薫は、どういう訳で、このように、いつもお加減が悪いのでしょう。人に尋ねましたら、暫くの間は、気分が悪いが、そのうちに、また、良くなる時があると、教えてくれました。あまり子どものように心配され過ぎです。と、おっしゃるので、恥ずかしくて、中の宮は、胸は、いつともなく、こうなるです。亡くなった方も、こんな様子でした。長生きが出来ない人のかかるものだと、皆も言っています。と、おっしゃる。

成程、誰もが、千年も生きる松のようではないと、思うと、気の毒で、可哀そうに思うので、この呼び寄せた女房が聞くのも憚らず、聞き苦しいことは省いて言わないが、昔から思いを掛けたことなどを、あちらの耳には、解るようにしつつ、少将の耳には、聞こえないように、体裁よく、感じの良い、言葉遣いで言うので、成程、世に稀なお心の方だと、少将は、聞いている。


げに誰もちとせの松ならぬ世を・・・

古今集

憂くも世に 思ふ心に かなはぬか 誰も千年の 松ならなくに





なにごとにつけても、故君の御ことをぞ尽きせず思ひ給へる。
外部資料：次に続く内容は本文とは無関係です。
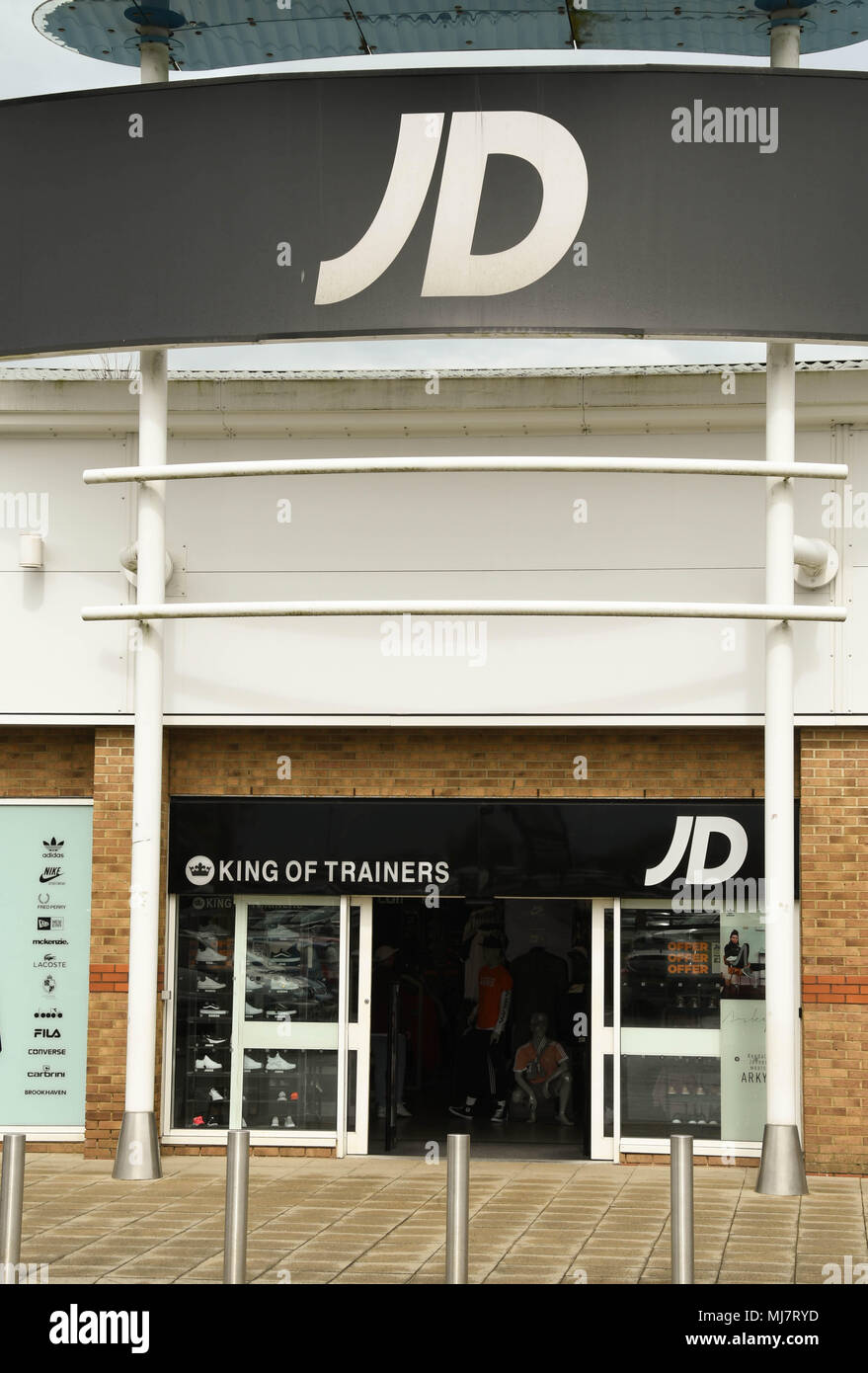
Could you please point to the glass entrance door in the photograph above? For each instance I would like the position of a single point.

薫「いはけなかりし程より、世の中を思ひ離れてやみぬべき心づかひをのみならひはべしに、さるべきにや侍りけむ、うときものからおろかならず思ひそめ聞こえ侍りしひとふしに、かの本意の聖心は、さすがにたがひやしにけむ。なぐさめばかりに、ここにもかしこにもゆきかかづらひて、人のありさまを見むにつけて、まぎるる事もやあらむ、など、思ひ寄る折々侍れど、さらにほかざまには靡くべくも侍らざりけり。よろづに思ひ給へわびては、心のひく方の強からぬわざなりければ、すきがましうやうに思さるらむ。と、はずかしけれど、あるまじき心の、かけてもあるべくはこそめざましからめ、ただかばかりの程にて、時々思ふことを聞こえ承りなどして、へだてなく宣ひかよはむを、誰かはとがめいづべき。世の人に似ぬ心の程は、みな人にもどかるまじく侍るを、なほうしろやすく思したれ」など、恨みみ泣きみ、聞こえ給ふ。
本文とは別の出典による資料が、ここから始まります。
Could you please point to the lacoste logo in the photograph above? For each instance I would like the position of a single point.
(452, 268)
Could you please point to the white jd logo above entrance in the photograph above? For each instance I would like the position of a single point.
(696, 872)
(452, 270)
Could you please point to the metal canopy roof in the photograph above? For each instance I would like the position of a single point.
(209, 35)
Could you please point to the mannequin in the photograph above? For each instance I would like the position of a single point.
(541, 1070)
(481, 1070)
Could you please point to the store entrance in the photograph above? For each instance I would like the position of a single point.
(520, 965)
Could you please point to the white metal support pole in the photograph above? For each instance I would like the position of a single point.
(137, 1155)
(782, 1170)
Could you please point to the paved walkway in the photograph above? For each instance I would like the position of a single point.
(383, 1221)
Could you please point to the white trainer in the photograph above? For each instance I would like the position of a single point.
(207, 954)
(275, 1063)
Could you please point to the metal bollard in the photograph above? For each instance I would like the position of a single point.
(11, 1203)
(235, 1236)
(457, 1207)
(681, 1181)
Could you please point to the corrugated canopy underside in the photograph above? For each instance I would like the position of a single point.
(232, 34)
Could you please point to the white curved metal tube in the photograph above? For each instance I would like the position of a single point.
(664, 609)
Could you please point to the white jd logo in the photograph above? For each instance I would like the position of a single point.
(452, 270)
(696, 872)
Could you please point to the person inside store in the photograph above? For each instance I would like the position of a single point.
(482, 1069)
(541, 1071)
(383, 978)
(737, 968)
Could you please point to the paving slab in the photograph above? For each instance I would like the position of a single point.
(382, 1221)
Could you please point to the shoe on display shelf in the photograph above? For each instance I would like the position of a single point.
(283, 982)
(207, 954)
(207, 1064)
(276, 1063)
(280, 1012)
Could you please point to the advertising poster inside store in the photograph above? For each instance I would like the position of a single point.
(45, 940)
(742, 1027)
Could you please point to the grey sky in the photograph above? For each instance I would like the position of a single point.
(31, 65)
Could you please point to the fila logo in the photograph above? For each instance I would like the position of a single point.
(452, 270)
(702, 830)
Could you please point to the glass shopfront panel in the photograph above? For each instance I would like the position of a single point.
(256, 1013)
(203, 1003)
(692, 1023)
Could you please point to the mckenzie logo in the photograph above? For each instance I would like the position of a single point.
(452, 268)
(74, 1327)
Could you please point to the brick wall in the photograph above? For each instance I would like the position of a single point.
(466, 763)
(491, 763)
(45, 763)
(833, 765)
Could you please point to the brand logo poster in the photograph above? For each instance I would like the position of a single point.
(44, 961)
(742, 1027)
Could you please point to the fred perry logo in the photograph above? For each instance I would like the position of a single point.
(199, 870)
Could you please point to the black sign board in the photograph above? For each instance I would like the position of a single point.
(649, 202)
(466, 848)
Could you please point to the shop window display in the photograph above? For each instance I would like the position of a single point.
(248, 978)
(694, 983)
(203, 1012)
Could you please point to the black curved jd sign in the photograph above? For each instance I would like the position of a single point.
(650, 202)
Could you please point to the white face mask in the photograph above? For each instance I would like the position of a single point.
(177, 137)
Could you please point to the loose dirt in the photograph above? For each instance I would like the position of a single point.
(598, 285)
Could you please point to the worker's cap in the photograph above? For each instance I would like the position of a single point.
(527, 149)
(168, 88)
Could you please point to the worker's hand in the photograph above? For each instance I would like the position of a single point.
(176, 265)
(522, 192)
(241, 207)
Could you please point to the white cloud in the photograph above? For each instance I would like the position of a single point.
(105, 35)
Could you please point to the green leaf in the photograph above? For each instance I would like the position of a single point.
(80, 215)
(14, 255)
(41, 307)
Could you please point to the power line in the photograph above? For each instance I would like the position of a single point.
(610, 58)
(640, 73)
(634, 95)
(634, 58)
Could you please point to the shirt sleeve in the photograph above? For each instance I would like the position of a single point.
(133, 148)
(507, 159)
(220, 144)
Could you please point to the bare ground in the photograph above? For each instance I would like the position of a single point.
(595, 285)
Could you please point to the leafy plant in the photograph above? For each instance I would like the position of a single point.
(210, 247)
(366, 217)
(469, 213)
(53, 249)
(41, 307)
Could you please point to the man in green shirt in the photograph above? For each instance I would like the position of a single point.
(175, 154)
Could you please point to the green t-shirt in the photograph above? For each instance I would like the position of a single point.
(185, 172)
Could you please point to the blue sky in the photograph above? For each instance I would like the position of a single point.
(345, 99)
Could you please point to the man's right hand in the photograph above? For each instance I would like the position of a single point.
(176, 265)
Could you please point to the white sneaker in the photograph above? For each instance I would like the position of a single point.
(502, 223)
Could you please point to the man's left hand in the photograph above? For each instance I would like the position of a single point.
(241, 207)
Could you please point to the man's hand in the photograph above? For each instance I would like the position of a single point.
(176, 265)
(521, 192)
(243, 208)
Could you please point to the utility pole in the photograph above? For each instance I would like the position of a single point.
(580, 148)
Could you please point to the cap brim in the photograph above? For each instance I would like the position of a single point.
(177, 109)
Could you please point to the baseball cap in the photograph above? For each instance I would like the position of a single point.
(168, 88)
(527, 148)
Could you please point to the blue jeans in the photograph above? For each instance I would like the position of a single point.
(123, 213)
何事につけても、亡くなった、姫宮のことを、果てもなく思っている。

薫は、幼かった時から、俗世を捨てて、一生を終わりたいとの気持ちばかりを、持ち続けていましたが、運命でございましょうか、打ち解けはしかなった。並々ではなく、お慕い始めた一言で、あの念願の、出家心は、やはり、外れてしまったのでしょうか。その慰めのために、あちこちの女に、かかずらわって、女の様子を見るにつけ、悲しさが紛れることもあろえかと、考えてみることも、何度かございました。どうしても、他の女には、気持ちが動きませんでした。色々と考えあぐねて、心を強く惹かれる女がいないものですから、好き者のように、思いであろうと、気になります。嫌な気持ちが少しでもあれば、いけないじょう。ただ、これくらいのことで、時々、思うことを、申し上げ、また伺ったりして、心置きなく、お話し合いをしましても、誰が、咎めることをしましょう。世間の人に似ない、私の性質のことは、誰からも、非難されるはずがないのです。どうぞ、安心してください。などと、恨んだり、泣いたりして、申し上げる。